Artificial intelligence sepsis prediction algorithm learns to say "I don't know"

Abstract

Sepsis is a leading cause of morbidity and mortality worldwide. Early identification of sepsis is important as it allows timely administration of potentially life-saving resuscitation and antimicrobial therapy. We present COMPOSER (COnformal Multidimensional Prediction Of SEpsis Risk), a deep learning model for the early prediction of sepsis, specifically designed to reduce false alarms by detecting unfamiliar patients/situations arising from erroneous data, missingness, distributional shift and data drifts. COMPOSER flags these unfamiliar cases as indeterminate rather than making spurious predictions. Six patient cohorts (515,720 patients) curated from two healthcare systems in the United States across intensive care units (ICU) and emergency departments (ED) were used to train and externally and temporally validate this model. In a sequential prediction setting, COMPOSER achieved a consistently high area under the curve (AUC) (ICU: 0.925-0.953; ED: 0.938-0.945). Out of over 6 million prediction windows roughly 20% and 8% were identified as indeterminate amongst non-septic and septic patients, respectively. COMPOSER provided early warning within a clinically actionable timeframe (ICU: 12.2 [3.2 22.8] and ED: 2.1 [0.8 4.5] hours prior to first antibiotics order) across all six cohorts, thus allowing for identification and prioritization of patients at high risk for sepsis.
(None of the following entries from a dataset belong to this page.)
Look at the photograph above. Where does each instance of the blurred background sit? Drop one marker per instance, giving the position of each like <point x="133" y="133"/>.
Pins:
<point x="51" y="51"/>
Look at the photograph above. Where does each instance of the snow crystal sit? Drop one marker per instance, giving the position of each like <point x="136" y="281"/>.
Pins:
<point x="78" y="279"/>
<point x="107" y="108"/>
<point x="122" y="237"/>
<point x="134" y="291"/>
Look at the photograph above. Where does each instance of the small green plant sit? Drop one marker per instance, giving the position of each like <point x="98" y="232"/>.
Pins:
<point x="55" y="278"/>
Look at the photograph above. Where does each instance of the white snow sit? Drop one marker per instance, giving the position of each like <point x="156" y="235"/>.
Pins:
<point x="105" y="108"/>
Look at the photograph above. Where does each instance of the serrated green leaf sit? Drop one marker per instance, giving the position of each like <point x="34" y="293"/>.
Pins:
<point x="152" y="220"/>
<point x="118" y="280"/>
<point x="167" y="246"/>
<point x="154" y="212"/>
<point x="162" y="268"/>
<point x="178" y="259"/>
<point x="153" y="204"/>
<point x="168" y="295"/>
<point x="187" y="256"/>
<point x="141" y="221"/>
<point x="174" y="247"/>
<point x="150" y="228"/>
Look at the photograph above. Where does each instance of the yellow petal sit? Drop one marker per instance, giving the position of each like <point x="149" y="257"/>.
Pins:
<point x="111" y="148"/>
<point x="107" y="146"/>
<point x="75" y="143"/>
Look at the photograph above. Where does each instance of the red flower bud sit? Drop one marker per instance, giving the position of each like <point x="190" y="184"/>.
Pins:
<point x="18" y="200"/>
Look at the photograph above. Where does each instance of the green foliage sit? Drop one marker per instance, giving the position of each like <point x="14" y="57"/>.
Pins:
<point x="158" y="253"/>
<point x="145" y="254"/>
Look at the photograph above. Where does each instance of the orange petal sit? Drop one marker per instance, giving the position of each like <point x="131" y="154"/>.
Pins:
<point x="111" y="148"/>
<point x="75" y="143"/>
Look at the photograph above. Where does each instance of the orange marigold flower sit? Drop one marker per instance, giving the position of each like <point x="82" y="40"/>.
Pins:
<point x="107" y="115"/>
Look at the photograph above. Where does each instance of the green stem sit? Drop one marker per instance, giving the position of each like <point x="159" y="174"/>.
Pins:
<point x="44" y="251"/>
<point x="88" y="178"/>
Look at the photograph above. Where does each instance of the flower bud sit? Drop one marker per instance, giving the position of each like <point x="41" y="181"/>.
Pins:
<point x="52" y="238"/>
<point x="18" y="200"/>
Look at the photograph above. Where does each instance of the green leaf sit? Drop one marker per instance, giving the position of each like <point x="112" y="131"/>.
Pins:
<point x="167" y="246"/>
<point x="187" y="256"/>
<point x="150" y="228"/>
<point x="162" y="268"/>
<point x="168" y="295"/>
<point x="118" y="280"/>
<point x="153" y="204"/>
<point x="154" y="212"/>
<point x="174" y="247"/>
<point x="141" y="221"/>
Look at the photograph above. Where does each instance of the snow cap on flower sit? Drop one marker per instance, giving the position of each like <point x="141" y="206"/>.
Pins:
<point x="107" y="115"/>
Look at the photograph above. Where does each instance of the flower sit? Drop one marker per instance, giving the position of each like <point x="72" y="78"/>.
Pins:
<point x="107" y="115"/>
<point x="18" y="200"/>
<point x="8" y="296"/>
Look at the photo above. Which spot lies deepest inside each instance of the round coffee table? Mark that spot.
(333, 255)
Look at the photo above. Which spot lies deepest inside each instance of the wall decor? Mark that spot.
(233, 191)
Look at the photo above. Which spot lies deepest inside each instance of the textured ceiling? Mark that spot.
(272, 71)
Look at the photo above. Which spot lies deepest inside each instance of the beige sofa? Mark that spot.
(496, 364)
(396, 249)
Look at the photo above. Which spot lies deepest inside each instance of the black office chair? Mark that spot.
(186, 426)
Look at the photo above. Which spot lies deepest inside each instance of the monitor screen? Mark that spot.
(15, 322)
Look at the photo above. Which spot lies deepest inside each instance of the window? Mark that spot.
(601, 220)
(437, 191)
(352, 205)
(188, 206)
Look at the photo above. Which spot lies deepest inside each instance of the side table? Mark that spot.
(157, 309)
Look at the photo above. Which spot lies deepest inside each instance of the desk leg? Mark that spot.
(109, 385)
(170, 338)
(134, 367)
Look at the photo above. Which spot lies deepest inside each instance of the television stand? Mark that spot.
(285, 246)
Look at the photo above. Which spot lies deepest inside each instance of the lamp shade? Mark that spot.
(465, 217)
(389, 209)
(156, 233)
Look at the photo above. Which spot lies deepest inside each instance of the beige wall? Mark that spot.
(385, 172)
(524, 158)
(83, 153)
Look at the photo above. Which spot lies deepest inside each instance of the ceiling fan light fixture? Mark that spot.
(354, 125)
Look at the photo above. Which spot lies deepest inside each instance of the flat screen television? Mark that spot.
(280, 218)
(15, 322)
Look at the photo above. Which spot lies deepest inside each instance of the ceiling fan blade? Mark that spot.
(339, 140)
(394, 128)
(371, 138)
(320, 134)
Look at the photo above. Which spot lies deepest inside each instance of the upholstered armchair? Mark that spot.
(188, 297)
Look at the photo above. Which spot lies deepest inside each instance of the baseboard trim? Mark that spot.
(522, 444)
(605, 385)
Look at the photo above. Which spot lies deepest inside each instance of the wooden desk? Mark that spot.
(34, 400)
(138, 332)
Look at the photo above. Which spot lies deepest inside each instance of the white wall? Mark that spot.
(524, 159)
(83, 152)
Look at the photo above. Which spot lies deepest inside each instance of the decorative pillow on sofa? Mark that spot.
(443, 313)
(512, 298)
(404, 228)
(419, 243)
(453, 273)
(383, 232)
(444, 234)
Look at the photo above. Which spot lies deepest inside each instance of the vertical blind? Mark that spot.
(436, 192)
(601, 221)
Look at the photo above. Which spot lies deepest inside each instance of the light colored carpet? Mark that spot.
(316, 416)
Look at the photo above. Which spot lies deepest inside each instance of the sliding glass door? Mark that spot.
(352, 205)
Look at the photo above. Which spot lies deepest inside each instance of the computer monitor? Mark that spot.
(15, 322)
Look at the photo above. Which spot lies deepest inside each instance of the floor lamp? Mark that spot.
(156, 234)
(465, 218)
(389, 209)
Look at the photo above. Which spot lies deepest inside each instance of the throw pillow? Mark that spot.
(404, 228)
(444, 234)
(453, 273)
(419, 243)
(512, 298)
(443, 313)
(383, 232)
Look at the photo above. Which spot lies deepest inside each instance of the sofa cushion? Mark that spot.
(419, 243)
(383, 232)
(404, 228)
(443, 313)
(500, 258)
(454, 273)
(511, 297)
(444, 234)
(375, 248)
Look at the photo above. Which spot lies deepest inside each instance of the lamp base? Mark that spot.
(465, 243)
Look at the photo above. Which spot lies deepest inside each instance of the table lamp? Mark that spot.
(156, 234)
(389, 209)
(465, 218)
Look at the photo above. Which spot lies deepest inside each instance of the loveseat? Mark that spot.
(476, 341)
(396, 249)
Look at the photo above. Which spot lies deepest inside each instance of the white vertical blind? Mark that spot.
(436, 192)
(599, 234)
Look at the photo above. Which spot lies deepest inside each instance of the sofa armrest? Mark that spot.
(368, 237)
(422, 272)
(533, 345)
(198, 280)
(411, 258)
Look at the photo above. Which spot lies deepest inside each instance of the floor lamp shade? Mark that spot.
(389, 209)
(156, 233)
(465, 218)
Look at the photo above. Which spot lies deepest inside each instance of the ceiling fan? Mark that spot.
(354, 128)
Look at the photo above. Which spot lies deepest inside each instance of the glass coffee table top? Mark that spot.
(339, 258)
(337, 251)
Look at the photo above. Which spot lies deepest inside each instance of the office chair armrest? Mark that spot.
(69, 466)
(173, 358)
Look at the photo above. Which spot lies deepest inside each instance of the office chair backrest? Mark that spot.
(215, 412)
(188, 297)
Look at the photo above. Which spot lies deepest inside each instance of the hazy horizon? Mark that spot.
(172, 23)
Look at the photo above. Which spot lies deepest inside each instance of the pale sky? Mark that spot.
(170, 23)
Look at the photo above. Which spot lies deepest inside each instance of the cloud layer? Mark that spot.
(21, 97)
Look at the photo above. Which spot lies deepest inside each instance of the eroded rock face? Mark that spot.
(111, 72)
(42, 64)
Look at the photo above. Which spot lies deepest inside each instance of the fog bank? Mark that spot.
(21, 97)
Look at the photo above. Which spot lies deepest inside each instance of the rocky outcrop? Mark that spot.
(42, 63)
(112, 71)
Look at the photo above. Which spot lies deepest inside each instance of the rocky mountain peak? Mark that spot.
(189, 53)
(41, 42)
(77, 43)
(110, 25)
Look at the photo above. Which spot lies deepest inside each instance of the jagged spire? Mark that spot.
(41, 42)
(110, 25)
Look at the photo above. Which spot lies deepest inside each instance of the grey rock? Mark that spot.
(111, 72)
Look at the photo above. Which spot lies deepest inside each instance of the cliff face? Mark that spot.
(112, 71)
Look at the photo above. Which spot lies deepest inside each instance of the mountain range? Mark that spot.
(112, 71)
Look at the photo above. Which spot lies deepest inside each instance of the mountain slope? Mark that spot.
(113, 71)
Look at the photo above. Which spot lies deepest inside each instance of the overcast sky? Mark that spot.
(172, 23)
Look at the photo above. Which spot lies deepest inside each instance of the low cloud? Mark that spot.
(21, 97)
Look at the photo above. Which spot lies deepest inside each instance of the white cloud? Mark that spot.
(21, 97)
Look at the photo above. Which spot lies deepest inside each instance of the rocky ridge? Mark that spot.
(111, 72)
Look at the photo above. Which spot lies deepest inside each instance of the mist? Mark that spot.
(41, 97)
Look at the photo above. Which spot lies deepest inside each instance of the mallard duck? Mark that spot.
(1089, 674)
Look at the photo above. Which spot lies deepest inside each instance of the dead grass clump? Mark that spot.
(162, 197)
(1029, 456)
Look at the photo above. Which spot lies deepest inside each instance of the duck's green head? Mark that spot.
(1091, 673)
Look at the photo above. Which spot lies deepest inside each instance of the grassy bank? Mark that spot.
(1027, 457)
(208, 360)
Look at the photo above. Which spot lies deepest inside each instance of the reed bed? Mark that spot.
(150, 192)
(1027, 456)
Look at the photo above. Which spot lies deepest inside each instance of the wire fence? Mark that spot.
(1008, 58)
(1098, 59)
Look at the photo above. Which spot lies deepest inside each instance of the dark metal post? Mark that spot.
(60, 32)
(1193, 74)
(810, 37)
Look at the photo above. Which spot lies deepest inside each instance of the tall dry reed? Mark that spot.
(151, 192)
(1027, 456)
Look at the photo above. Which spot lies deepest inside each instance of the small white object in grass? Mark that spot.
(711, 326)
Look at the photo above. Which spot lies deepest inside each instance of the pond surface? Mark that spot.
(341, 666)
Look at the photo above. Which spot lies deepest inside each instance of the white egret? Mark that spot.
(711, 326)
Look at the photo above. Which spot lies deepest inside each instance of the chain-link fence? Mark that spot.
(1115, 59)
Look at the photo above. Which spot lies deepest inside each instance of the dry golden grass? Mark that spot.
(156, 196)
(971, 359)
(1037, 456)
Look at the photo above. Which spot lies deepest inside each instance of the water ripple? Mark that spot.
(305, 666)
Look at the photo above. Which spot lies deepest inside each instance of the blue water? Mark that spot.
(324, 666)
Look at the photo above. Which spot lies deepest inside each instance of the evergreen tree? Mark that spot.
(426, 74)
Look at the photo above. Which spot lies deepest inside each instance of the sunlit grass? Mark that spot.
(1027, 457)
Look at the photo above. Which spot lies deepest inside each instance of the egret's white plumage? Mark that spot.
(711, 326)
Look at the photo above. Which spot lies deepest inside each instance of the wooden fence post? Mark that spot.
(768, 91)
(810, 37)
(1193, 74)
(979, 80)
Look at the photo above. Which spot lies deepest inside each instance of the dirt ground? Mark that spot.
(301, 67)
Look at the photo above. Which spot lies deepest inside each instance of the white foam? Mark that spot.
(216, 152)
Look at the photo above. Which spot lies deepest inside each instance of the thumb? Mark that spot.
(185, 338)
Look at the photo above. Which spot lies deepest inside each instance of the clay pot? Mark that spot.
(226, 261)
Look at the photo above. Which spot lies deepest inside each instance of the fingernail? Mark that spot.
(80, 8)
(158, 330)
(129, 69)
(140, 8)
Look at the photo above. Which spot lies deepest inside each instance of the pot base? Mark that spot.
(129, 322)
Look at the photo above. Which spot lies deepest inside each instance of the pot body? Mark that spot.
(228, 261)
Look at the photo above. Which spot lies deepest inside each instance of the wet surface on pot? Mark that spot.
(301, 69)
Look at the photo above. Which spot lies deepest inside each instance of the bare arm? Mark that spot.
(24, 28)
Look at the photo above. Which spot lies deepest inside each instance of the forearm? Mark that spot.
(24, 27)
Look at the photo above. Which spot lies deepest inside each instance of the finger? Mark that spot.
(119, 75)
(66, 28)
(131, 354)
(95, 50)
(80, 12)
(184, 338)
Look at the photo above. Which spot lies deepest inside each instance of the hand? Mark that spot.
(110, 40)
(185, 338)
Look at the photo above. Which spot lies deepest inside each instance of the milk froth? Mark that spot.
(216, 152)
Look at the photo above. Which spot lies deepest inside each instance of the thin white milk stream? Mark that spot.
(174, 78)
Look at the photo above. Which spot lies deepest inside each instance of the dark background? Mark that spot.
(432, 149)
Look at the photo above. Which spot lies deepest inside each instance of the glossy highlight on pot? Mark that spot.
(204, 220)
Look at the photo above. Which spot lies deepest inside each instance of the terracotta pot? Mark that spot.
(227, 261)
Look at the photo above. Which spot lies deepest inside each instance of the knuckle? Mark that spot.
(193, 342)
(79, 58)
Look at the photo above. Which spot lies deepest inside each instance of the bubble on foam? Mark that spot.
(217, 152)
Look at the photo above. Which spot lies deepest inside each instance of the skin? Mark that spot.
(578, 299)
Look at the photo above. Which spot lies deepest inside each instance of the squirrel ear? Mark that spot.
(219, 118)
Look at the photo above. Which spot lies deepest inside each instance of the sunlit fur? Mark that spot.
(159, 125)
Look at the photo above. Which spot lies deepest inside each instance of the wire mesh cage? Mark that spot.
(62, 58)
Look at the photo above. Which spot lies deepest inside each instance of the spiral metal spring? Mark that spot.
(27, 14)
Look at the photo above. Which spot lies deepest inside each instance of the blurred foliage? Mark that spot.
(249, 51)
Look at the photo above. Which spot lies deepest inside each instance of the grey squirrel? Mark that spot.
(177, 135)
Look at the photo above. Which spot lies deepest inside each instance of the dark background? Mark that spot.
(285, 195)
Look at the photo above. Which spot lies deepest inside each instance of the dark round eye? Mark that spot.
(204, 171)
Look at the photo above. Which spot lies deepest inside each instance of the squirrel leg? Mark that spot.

Fig. 1. Schematic diagram of COMPOSER.

Two possible deployment schemes are shown in panel (a). During the evaluation phase of COMPOSER (panel b), the input test data is first fed into the weighted input layer, and is then passed through the encoder (first module), after which the method of conformal prediction is utilized to determine the ‘conditions for use’ (second module). This is achieved by comparing the conformity of the new representation (H⁽²⁾) to the representations in the conformal set, which are carefully selected during the training phase (see Methods section). If conformity can be achieved at a given confidence level (ε), H⁽²⁾ is then forwarded to the sepsis predictor to obtain a risk score (third module). In comparison, panel (c) shows a deployment scheme without the use of conformal prediction.

Fig. 2. Summary of COMPOSER performance.

Comparison of COMPOSER model against GB-Vital^a and a feedforward neural network (FFNN^b). The line plots in a–f shows the relative improvement in positive predictive value (PPV), negative predictive value (NPV), diagnostic odds ratio (DOR), specificity (SPC), Area Under the Curve (AUC) and number of false alarms per patient hour (FAPH)⁺, respectively. The median and interquartiles for all six cohorts (three ICUs and three EDs) are summarized via superimposed box plots. In comparison, ESPM^c (not shown here) achieved an AUC of 0.889 (PPV = 31.2%, NPV = 97.8%, DOR = 23.2, SPC = 84.3, FAPH = 0.132) and 0.876 (PPV = 35.9%, NPV = 96.8%, DOR = 17.4, SPC = 94.2%, FAPH = 0.05) across Hospital-A temporal ICU and ED. ^aGB-Vital corresponds to a Gradient Boosted Tree (XGBoost)^, built using six vital signs measurements: systolic blood pressure, diastolic blood pressure, heart rate, respiratory rate, oxygen saturation and temperature. ^bFFNN corresponds to a 2 layer feedforward neural network that uses the same number of input features as that of COMPOSER. The starting point of y-axis for a and b were determined by the chance level of a classifier at the lowest prevalence rate. ^cESPM corresponds to the Epic’s commercially available Best Practice Advisory (BPA) alert. We only had access to the risk scores produced by this system at Hospital-A during the temporal validation time-frame. ⁺ False alarms per patient hour (FAPH) can be used to calculate the expected number of false alarms per unit of time in a typical care unit (e.g., a FAPH of 0.025 translates to roughly 1 alarm every 2 h in a 20-bed care unit).